Common mistakes that reduce accessibility

  • Choosing branding styles that reduce readability.
  • Using placeholder text instead of clear labels.
  • Publishing without keyboard-only testing.
  • Writing long, multi-purpose questions.
  • Using vague error messages.
  • Assuming the embedded version behaves exactly like the direct-link version.
  • Adding custom code before validating the basic survey flow.

Accessibility best practices in Responsly

When building surveys in Responsly, focus first on clarity, structure, and predictable interaction.

A good accessible survey usually has:

  • clear labels for every field,
  • readable contrast,
  • visible keyboard focus,
  • short instructions,
  • specific validation feedback,
  • logical question order,
  • testing in both hosted and embedded environments.

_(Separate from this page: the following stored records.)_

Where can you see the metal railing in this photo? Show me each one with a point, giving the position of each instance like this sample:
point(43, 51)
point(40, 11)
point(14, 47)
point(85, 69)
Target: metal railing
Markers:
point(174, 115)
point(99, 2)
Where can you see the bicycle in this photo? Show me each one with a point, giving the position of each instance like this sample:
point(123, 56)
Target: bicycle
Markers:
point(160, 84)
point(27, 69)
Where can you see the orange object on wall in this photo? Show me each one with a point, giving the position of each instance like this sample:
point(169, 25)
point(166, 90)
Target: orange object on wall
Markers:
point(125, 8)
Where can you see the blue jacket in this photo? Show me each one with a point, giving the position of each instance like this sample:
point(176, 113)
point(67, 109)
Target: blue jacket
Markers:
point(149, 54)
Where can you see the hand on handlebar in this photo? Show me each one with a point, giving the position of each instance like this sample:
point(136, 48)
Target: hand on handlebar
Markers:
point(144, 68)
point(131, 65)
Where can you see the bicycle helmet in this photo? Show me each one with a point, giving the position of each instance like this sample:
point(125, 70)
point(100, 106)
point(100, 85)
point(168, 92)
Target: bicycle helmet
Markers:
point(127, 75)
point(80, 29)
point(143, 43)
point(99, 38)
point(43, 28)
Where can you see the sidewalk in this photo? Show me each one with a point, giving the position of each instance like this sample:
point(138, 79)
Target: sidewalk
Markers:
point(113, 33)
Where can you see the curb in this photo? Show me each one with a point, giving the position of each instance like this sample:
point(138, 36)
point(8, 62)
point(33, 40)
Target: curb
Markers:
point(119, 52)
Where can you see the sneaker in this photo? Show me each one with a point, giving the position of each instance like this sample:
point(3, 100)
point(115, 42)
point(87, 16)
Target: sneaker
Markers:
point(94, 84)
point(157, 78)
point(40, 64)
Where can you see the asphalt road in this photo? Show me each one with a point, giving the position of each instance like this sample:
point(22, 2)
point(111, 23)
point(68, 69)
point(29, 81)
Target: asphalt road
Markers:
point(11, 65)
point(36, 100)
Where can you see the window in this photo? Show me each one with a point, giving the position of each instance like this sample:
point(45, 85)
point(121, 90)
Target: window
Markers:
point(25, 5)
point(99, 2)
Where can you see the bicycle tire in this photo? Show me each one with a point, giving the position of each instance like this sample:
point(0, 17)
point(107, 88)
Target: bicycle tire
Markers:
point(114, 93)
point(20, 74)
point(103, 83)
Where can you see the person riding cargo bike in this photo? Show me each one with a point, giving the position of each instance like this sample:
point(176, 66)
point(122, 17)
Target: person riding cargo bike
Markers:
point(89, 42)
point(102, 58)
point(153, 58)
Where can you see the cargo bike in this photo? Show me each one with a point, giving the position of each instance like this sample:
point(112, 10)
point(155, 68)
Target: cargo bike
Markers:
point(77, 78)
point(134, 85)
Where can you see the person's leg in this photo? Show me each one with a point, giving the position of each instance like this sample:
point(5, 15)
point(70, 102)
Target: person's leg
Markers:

If you are aiming for stronger accessibility alignment, review your survey against WCAG 2.1 AA expectations and test with real assistive technology before publishing.

Final recommendation

Treat accessibility as part of survey QA, not as a final cosmetic pass.

The best accessible online forms are clear, easy to navigate, screen reader friendly, keyboard accessible, and tested in real conditions before they go live.

FAQ

How do I make forms accessible in Responsly?

Use clear labels, readable contrast, keyboard-friendly navigation, descriptive helper text, and meaningful error messages. Then test your survey with keyboard-only navigation and a screen reader before publishing.

Can I create a WCAG 2.1 AA or Section 508 friendly survey in Responsly?

Yes. You can build surveys aligned with accessibility best practices in Responsly by using WCAG principles as a checklist and testing the final survey in real user conditions, including keyboard and screen reader checks.

What causes accessibility problems in embedded forms?

Most issues come from custom CSS, low-contrast themes, missing labels, broken focus order, or scripts that interfere with keyboard behavior. Compare the embedded version with the direct survey link to isolate the issue.

Which screen readers should I test with?

A practical starting point is to test with at least one desktop and one mobile screen reader, such as NVDA or JAWS on Windows, VoiceOver on Apple devices, or TalkBack on Android.